“Bem-aventurados aqueles que têm fome e sede de justiça, porque serão saciados. Bem-aventurados aqueles que promovem a paz, porque serão chamados filhos de Deus. Bem-aventurados aqueles que são perseguidos por causa da justiça, porque deles é o Reino dos Céus.” (Mt 5, 6.9-10)
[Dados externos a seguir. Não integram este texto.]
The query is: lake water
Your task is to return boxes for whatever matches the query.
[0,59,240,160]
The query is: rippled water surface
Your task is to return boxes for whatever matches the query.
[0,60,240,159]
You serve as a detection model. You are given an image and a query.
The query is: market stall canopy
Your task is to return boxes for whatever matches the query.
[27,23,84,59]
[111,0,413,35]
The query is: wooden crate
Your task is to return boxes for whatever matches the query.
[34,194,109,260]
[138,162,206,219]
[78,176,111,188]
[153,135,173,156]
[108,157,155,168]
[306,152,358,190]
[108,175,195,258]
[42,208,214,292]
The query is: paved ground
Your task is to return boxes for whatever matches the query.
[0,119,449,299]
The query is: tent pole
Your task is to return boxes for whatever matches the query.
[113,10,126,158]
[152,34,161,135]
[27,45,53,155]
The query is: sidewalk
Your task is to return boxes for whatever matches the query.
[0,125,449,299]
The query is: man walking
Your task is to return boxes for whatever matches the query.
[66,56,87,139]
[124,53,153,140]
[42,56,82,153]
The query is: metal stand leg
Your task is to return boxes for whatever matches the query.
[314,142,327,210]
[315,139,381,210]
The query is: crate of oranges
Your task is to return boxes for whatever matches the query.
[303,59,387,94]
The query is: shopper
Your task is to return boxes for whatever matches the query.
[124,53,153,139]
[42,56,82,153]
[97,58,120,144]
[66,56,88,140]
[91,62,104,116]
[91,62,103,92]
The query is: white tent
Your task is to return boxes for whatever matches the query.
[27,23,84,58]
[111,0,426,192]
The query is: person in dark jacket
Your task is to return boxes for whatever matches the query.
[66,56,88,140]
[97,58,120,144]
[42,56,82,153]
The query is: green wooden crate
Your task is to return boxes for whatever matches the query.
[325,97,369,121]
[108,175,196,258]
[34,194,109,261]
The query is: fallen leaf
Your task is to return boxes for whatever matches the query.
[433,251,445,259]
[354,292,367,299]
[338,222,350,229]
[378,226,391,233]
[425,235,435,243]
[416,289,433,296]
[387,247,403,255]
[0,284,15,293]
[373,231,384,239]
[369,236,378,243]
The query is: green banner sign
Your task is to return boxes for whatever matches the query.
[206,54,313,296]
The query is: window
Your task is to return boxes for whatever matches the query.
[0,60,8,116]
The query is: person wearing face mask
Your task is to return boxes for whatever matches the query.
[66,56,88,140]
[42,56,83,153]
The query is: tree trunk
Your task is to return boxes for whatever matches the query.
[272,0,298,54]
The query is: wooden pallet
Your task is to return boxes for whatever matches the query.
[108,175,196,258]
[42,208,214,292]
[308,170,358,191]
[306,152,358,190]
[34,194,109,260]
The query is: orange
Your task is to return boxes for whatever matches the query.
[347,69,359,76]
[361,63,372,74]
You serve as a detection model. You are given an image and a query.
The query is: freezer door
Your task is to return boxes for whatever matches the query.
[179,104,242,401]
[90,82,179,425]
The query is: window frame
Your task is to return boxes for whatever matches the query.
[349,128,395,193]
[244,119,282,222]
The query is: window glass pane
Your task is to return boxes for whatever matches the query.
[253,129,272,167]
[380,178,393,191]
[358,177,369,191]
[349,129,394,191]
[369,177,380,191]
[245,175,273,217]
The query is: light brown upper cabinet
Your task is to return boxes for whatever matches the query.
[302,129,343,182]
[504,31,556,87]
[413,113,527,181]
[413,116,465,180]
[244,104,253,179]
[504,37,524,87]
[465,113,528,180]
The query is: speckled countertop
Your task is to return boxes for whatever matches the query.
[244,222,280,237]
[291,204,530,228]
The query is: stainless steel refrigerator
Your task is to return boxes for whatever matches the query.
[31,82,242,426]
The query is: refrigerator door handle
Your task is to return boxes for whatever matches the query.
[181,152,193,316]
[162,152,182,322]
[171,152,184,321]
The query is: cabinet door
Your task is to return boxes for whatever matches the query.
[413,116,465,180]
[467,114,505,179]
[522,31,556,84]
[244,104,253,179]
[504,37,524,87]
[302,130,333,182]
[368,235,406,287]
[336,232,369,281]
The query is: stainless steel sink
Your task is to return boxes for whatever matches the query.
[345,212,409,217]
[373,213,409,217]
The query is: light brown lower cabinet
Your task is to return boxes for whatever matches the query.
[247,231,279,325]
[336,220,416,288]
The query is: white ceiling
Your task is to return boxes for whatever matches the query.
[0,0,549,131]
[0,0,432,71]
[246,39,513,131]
Outubro. Neste mês nos dedicamos especialmente a refletir sobre a dimensão missionária, inerente a nosso batismo. Alguns dentre nós assumem radicalmente essa dimensão da fé, a ponto de deixar família, pátria e partir para outras realidades a fim de viver ali o envio feito pelo Ressuscitado para que fôssemos a todos os lugares anunciar o Evangelho, e o fazem com tal paixão que assumem em suas vidas a própria Paixão do Senhor. Foi assim com Ezequiel Ramin.

Ezequiel Ramin

Esse missionário comboniano vivia na Amazônia, em Cacoal, RO, quando conflitos entre posseiros e fazendeiros da região se agravaram a tal ponto que Ezequiel, convocado pelo próprio ministério sacerdotal, se tornou um mediador da paz entre os lados. Entretanto, uma emboscada apagou a chama de vida e justiça que brilhava no sacerdote italiano. Em 24 de julho de 1985, Ezequiel Ramin foi assassinado, unindo seu sangue ao de tantas e tantos que, sedentos de justiça, lutam pela dignidade de todos; pela vida e pela morte Ezequiel, testemunha de Cristo, anuncia um novo Reino, daqueles especialmente amados por Deus, porque buscam somente a vontade dEle.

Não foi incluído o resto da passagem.